Free Solved[June 2023] BCS40 - Statistical Techniques Question Paper

Hey there! Welcome to KnowledgeKnot! Don't forget to share this with your friends and revisit often. Your support motivates us to create more content in the future. Thanks for being awesome!

1. Write the median formula, and use it to complete the frequency distribution given below: (5 marks)
Class Interval (C.I.) Frequency
10-20 12
20-30 30
30-40 ?
40-50 65
50-60 ?
60-70 25
70-80 18
Given, the median value of 200 observations is 46.

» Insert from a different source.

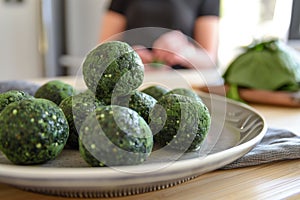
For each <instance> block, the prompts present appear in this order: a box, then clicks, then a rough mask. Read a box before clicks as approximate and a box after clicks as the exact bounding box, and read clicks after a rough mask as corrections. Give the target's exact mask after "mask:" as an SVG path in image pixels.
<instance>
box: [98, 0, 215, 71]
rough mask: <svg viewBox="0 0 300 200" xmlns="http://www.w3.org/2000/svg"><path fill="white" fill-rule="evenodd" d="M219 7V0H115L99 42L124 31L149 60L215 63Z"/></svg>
mask: <svg viewBox="0 0 300 200" xmlns="http://www.w3.org/2000/svg"><path fill="white" fill-rule="evenodd" d="M219 10H220V1H219V0H112V1H111V3H110V5H109V7H108V9H107V12H106V13H105V15H104V17H103V22H102V31H101V33H100V39H99V40H100V41H99V42H100V43H101V42H103V41H105V40H108V39H111V37H113V36H114V35H117V34H120V33H123V35H122V38H123V39H122V40H123V41H125V42H127V43H129V44H130V45H132V47H133V48H134V49H135V50H136V51H137V52H138V54H139V55H140V57H141V58H142V61H143V62H144V63H145V64H148V63H163V64H164V66H171V67H172V68H175V69H189V68H206V67H212V66H214V65H213V64H214V63H216V62H217V53H218V37H219V15H220V11H219ZM124 31H125V32H124ZM208 59H209V61H208ZM212 63H213V64H212Z"/></svg>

Class Interval (C.I.)	Frequency
10-20	12
20-30	30
30-40	?
40-50	65
50-60	?
60-70	25
70-80	18

The median formula for a frequency distribution is:
$\text{Median} = L + \left( \frac{\frac{N}{2} - CF}{f} \right) \times h$

Where:
L = Lower boundary of the median class
N = Total frequency
CF = Cumulative frequency before the median class
f = Frequency of the median class
h = Class width

Given $N = 200$ , the median class is the class where the cumulative frequency reaches $\frac{N}{2} = 100$ . From the given data, the cumulative frequencies are:

10-20: 12
20-30: 42 (12 + 30)
30-40: ?
40-50: ?
50-60: ?
60-70: ?
70-80: ?

Since the median is 46, it falls in the class interval 40-50. Hence, this is our median class.

For class 40-50:
L = 40
CF = 42 + Frequency of class 30-40
f = 65
h = 10

Let's assume the frequency of class 30-40 is $f_3$ and the frequency of class 50-60 is $f_5$ .

From the median formula:
$46 = 40 + \left( \frac{100 - CF}{65} \right) \times 10$
Rearranging and solving for CF:
$46 - 40 = \left( \frac{100 - CF}{65} \right) \times 10$
$6 = \left( \frac{100 - CF}{65} \right) \times 10$
$\frac{60}{10} = \frac{100 - CF}{65}$
$6.5 \times 60 = 100 - CF$
$390 = 100 - CF$
$CF = 100 - 390$
$CF = -290$

So, the cumulative frequency before the median class is 42 + $f_3$ , and solving:
$42 + f_3 = 390$
$f_3 = 390 - 42$
$f_3 = 348$

2. Fit a linear trend $y = a + bx$ , to the data collected from a unit that manufactures shoes: (5 marks)
Month (x) Demand (y)
1 46
2 56
3 54
4 43
5 57
6 56

Month (x)	Demand (y)
1	46
2	56
3	54
4	43
5	57
6	56

The linear trend equation is $y = a + bx$ .

To find $a$ and $b$ :
$b = \frac{n \sum xy - \sum x \sum y}{n \sum x^2 - (\sum x)^2}$
$a = \frac{\sum y - b \sum x}{n}$

Let's calculate the necessary sums:
$\sum x = 1 + 2 + 3 + 4 + 5 + 6 = 21$
$\sum y = 46 + 56 + 54 + 43 + 57 + 56 = 312$
$\sum xy = (1 \times 46) + (2 \times 56) + (3 \times 54) + (4 \times 43) + (5 \times 57) + (6 \times 56) = 46 + 112 + 162 + 172 + 285 + 336 = 1113$
$\sum x^2 = 1^2 + 2^2 + 3^2 + 4^2 + 5^2 + 6^2 = 1 + 4 + 9 + 16 + 25 + 36 = 91$

Now, substitute these values into the equations for $a$ and $b$ :

For $b$ :
$b = \frac{6 \times 1113 - 21 \times 312}{6 \times 91 - 21^2}$
$b = \frac{6678 - 6552}{546 - 441}$
$b = \frac{126}{105}$
$b = 1.2$

For $a$ :
$a = \frac{312 - 1.2 \times 21}{6}$
$a = \frac{312 - 25.2}{6}$
$a = \frac{286.8}{6}$
$a = 47.8$

Thus, the linear trend equation is:
$y = 47.8 + 1.2x$

3. If 2% of the items manufactured in a factory are defective, then find the probability that: (5 marks)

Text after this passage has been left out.